A psychologist may work with diverse groups of people, so they might use flexible communication strategies to make connections with others. For example, a psychologist may use different communication styles when working with offenders, victims, child witnesses, attorneys or colleagues. They use verbal and non-verbal communication skills when working with others in person, and they might use written communication skills to take notes, maintain case files and patient records or write research articles for publication.
Commitment to learning
The field of psychology is always changing. Forensic psychologists must stay up to date on the most recent research in the field. They may study new techniques for working with clients, learn about the most recent assessment tools and stay knowledgeable about changing laws and legal policies. By committing to learning and professional development, forensic psychologists can ensure they follow best practices and deliver an exceptional quality of work.

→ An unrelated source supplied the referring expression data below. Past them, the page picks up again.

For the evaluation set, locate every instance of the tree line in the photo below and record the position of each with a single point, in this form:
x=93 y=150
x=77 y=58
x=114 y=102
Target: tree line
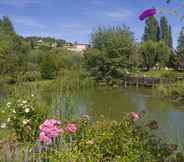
x=21 y=60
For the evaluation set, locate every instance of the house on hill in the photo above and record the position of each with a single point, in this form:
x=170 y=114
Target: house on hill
x=78 y=47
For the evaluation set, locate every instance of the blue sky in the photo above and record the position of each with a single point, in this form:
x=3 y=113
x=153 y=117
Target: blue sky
x=74 y=20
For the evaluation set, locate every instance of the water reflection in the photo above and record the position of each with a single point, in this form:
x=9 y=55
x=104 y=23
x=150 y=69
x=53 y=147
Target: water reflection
x=112 y=103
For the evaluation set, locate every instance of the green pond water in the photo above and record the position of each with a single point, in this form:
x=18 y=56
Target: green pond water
x=113 y=103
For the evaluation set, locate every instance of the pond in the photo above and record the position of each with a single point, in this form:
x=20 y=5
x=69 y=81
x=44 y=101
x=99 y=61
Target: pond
x=113 y=103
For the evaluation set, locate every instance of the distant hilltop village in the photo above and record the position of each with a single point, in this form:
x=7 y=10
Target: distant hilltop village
x=38 y=42
x=77 y=47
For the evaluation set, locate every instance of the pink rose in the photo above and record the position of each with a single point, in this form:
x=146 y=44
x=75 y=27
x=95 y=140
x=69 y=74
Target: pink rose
x=135 y=116
x=44 y=139
x=71 y=128
x=50 y=130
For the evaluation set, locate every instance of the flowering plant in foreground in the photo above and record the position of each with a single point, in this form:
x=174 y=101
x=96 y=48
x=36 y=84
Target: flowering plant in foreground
x=50 y=130
x=135 y=116
x=71 y=128
x=24 y=116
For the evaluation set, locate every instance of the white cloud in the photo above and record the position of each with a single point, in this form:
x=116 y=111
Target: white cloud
x=20 y=3
x=98 y=2
x=114 y=14
x=28 y=22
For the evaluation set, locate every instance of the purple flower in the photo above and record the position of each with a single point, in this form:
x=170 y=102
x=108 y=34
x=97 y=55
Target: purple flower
x=147 y=13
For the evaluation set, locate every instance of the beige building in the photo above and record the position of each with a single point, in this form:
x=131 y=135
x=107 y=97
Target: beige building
x=78 y=47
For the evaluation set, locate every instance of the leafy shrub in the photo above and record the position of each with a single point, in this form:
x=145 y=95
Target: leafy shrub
x=48 y=67
x=24 y=117
x=122 y=141
x=29 y=76
x=175 y=91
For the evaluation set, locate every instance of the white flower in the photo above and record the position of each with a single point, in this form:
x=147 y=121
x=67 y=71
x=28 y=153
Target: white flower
x=25 y=121
x=3 y=125
x=27 y=110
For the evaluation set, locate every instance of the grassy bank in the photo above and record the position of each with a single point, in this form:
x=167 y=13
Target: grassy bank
x=174 y=91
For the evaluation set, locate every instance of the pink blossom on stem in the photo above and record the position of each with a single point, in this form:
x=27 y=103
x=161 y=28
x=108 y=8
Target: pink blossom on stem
x=71 y=128
x=135 y=116
x=50 y=130
x=44 y=139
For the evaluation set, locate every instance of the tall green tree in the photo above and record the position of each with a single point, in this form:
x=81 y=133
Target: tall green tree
x=165 y=31
x=113 y=51
x=180 y=46
x=152 y=30
x=153 y=53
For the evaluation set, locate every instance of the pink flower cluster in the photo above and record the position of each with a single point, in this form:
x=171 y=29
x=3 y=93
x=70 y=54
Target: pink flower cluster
x=135 y=116
x=71 y=128
x=49 y=130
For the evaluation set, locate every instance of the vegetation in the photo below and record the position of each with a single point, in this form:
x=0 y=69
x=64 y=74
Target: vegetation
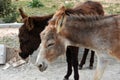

Frequently asked questions about forensic psychologists
Here are some answers to a few commonly asked questions about this career:
Do forensic psychologists go to crime scenes?
Forensic psychologists are not likely to attend crime scenes in their role. Professionals who investigate crime scenes most often include police officers, detectives and crime scene examiners. By comparison, forensic psychologists more commonly work in courtrooms, hospitals, mental health clinics, research institutions, private offices and corrections facilities.
Related: How to Become a Police Officer
What is the work environment like for forensic psychologists like?
The work environment of a forensic psychologist varies by their area of speciality and employment setting. For example, some forensic psychologists work as researchers and instructors at higher education institutions. Psychologists in this role typically work standard business hours, or they may work flexible hours based on their class schedule. Forensic psychologists who focus on providing counselling or legal consultancy services usually work in an office or courtroom setting and often work standard business hours.
How much do forensic psychologists make?
The average salary for a psychologist is $90,839 per year. However, the salary may vary by your geographic location, place of employment, level of education and years of experience. For example, a forensic psychologist with a doctorate who owns a private consultancy may make more on average than a psychologist employed as a counsellor in a correctional facility.
Is forensic psychology a good career?
A career as a forensic psychologist can be intellectually challenging and rewarding. For those who enjoy learning about and understanding human behaviour, a career as a psychologist may be an excellent option. Those in this career enjoy a position where they get to make a difference in the lives of others. Criminal psychologists make a difference by counselling crime victims, revising policies to improve the effectiveness of the criminal justice system, working on cases that resolve injustices or supporting the rehabilitation of those with criminal tendencies.
However, this can also be an emotionally challenging career. Those working in this position use good self-care skills to look after their personal needs. For example, psychologists can take care of themselves by building strong social support networks, practising stress-management techniques and caring for their physical needs by eating well, exercising regularly and getting enough rest. By taking care of themselves, psychologists can ensure they have a long, fulfilling career.
Salary figures reflect data listed on Indeed Salaries at time of writing.